県内の教員たちが新聞活用について話し合ったNIE学習会

 授業などでの新聞の活用法について学ぶ「NIE学習会」が17日、横手市の横手就業改善センターで開かれた。県内の小学校や高校の教員ら8人が参加。大曲農業高校(大仙市)の佐藤香教諭が、新聞の写真を切り口とする国語の授業の実践を紹介した。

 佐藤教諭は「国語の授業で新聞を使うときはどうしても記事に重きを置きがちだが、写真には小さな子どもでも引きつけられ、入り込みやすいという良さがある」と説明。授業では生徒6人がグループになって新聞の中から気になる写真を選び出し、その上で、その中の1枚を撮影した通信社のカメラマンを実際に招いて撮影への思いを聞いた。

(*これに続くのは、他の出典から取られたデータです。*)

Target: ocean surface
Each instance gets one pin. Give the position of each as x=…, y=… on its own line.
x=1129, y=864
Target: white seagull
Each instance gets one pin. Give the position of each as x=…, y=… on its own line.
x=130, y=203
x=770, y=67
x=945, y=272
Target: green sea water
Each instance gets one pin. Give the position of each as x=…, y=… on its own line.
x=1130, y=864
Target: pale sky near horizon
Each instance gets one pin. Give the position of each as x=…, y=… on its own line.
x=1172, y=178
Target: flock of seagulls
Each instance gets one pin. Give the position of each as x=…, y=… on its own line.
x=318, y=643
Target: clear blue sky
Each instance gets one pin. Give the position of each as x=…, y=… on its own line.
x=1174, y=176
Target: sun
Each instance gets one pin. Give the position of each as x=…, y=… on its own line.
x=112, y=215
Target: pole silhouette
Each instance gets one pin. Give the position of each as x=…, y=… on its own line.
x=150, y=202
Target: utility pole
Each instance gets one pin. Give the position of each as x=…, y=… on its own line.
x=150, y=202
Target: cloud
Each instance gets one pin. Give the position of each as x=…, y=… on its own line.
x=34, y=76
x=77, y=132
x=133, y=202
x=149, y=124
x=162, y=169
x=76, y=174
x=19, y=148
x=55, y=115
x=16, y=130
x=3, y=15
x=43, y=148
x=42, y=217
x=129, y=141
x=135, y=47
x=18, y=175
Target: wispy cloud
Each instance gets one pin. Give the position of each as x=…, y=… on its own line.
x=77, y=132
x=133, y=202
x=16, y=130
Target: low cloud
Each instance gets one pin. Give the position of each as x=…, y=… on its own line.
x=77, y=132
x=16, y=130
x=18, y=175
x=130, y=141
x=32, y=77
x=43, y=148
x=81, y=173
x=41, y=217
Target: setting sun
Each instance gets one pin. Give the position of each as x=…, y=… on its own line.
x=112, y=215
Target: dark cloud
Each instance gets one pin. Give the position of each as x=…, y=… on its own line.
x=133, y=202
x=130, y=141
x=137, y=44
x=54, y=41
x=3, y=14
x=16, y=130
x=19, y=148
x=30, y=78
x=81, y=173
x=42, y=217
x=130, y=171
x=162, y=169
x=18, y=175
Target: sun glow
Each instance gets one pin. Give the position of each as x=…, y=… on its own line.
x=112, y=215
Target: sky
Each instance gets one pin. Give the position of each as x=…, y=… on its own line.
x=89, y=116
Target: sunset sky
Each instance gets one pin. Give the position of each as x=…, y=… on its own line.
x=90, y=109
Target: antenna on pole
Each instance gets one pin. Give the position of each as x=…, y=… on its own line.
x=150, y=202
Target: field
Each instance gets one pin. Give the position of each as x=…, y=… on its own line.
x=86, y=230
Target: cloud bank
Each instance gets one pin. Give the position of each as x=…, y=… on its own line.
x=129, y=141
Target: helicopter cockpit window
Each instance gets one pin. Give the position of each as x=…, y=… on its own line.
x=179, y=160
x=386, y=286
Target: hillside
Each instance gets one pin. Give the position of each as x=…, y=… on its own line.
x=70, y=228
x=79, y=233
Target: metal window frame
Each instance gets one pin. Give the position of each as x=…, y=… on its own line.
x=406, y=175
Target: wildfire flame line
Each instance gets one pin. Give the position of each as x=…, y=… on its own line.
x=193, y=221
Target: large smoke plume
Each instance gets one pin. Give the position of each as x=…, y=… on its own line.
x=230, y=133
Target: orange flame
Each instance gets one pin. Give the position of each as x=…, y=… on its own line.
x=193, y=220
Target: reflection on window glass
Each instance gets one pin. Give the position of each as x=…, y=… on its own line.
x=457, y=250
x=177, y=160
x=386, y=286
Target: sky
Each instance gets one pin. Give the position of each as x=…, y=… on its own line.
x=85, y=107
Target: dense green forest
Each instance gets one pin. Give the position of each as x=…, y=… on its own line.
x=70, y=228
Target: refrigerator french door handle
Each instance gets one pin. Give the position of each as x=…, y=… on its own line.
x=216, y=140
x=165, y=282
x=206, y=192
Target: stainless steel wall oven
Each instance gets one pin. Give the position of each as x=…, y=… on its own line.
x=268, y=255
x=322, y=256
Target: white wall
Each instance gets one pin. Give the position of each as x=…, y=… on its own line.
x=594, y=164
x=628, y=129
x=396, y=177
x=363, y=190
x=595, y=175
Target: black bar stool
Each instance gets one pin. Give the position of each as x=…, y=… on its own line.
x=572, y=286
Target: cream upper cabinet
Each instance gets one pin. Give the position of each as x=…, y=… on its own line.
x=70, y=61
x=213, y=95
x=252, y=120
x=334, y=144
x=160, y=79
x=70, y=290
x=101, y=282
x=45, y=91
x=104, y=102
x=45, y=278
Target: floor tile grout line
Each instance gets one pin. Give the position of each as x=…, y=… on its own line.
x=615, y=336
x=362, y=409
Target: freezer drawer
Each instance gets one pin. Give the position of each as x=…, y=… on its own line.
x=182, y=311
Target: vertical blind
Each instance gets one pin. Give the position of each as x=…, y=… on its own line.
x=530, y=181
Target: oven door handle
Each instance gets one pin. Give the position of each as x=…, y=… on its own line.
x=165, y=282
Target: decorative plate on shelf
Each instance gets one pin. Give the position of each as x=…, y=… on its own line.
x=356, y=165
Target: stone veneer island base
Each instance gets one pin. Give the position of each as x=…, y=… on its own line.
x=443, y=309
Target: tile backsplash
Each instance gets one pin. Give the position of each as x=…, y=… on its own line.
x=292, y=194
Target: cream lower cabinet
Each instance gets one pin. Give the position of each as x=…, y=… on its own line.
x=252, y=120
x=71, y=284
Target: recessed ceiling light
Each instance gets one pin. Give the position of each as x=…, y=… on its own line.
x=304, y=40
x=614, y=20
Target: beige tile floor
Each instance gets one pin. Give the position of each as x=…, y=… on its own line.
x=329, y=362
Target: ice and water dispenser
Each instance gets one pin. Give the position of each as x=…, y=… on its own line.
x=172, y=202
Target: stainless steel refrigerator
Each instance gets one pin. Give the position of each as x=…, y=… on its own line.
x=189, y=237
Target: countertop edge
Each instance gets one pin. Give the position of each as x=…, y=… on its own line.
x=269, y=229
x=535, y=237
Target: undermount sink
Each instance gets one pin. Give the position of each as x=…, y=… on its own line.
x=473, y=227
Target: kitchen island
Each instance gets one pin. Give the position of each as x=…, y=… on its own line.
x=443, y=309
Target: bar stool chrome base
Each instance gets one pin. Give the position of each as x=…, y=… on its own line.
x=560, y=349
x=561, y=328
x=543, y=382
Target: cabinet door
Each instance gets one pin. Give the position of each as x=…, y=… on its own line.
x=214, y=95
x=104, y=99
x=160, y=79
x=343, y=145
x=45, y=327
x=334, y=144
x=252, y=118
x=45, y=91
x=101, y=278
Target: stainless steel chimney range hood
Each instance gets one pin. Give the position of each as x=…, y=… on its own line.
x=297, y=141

 佐藤教諭は「写真を通して『写っている人はこんな気持ちなのかな』『撮影した人はこんな思いを伝えたかったのかな』と、他人の思いを推し量る力を刺激したかった。人と人は簡単には分かり合えないが、子どもたちがこれから社会で生きていく上で、他人の思いを想像して分かり合おうとすることが大切だ」などと授業の意図を語った。

 参加した教員らは「写真を使った実践は低学年でも取り組みやすい」「1枚の写真にもさまざまな活用の仕方があり、いろいろなことが読み取れると分かった」などと感想を述べていた。

 NIE学習会は本年度から、従来のNIE勉強会の名称を変更して開催した。